After spending 10 years as an Intensive Care nurse in London and Bristol, Dr Rachael Newberry made a big career change in 1995 and attended university as a mature student to study English. She has been working in the Department of Theatre and Performance at Goldsmiths since 2005 and has specific teaching interests in feminist and critical theory, Shakespeare studies, and Post War British Theatre. Her research interests include gastro-criticism, the body and themes of consumption and self-denial.
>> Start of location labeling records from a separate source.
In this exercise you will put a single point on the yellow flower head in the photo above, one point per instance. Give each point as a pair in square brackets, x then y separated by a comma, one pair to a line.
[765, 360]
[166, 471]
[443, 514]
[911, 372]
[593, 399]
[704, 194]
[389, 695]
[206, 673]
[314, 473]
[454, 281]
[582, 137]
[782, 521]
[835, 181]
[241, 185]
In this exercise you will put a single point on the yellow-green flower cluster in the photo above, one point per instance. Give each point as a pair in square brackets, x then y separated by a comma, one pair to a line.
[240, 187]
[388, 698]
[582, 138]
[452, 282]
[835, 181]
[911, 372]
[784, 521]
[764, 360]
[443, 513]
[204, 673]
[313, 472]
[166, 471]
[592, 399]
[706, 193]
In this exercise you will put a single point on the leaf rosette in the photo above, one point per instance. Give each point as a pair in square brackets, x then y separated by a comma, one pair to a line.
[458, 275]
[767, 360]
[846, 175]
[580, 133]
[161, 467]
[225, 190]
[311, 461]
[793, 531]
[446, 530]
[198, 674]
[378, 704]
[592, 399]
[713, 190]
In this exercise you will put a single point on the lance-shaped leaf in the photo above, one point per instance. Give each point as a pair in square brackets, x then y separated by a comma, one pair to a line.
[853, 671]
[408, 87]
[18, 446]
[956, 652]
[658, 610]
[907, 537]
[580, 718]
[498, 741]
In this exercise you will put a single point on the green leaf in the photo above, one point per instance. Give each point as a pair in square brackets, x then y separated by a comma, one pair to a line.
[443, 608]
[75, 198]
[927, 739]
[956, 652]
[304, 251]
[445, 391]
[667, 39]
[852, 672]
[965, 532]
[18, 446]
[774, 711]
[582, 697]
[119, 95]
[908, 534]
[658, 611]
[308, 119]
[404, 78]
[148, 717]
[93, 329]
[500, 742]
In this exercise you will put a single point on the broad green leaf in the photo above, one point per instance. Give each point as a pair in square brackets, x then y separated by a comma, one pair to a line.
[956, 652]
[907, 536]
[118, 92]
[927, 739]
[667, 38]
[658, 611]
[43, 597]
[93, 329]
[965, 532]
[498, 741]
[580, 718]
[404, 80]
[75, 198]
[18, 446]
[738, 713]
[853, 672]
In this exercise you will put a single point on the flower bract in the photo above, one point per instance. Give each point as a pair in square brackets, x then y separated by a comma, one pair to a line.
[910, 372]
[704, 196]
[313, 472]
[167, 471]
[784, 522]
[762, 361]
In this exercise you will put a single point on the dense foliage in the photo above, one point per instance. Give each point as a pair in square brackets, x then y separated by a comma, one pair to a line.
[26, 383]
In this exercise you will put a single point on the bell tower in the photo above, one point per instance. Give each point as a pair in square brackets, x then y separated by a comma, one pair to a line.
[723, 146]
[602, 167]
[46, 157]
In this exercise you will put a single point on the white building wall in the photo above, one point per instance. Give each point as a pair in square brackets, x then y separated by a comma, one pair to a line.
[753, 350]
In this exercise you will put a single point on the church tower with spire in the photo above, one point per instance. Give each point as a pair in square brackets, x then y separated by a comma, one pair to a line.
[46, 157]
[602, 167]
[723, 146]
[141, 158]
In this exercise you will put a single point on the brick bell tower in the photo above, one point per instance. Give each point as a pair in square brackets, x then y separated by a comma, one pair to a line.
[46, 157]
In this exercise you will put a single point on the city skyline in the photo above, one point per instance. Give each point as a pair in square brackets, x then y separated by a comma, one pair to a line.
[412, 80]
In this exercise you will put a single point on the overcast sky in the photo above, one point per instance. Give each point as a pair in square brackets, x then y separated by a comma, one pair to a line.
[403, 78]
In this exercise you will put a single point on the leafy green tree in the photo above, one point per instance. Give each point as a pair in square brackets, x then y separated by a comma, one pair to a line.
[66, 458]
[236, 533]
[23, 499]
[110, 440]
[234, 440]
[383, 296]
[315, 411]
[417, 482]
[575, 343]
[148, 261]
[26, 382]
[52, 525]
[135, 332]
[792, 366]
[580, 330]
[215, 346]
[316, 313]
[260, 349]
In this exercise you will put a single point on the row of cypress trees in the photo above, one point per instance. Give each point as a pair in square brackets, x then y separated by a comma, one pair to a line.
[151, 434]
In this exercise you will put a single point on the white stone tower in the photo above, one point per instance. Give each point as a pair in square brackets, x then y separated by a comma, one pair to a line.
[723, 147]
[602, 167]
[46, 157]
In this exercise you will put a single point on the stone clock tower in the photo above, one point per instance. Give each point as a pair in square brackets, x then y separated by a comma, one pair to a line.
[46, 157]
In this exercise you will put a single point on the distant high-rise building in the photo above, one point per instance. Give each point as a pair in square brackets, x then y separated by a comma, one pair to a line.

- BA (Hons) Literary Studies, University of the West of England
- MA English, Cardiff University
- PhD Victorian Literature, Birkbeck College
- Fellow of the Higher Education Authority
Rachael has taught at Birkbeck College, University of Westminster, London Metropolitan University and Royal Holloway University. She is committed to teaching excellence, is Chair of the Learning and Teaching Committee and coordinates the subject-specific TEF. She is also the Director of the Degree Programme Drama and Theatre Arts. Rachael teaches across a range of undergraduate modules including critical theory, theatre history, Shakespeare studies, modernism/postmodernism and feminist performance theory. Dr Newberry believes that teaching is a collaborative process between everyone in the room and strongly encourages all voices to participate in discussion and debate in a nurturing and encouraging environment of knowledge exchange.
Areas of supervision
Rachael’s PhD supervision interests and expertise include Shakespeare studies, gastro-criticism and eco-criticism.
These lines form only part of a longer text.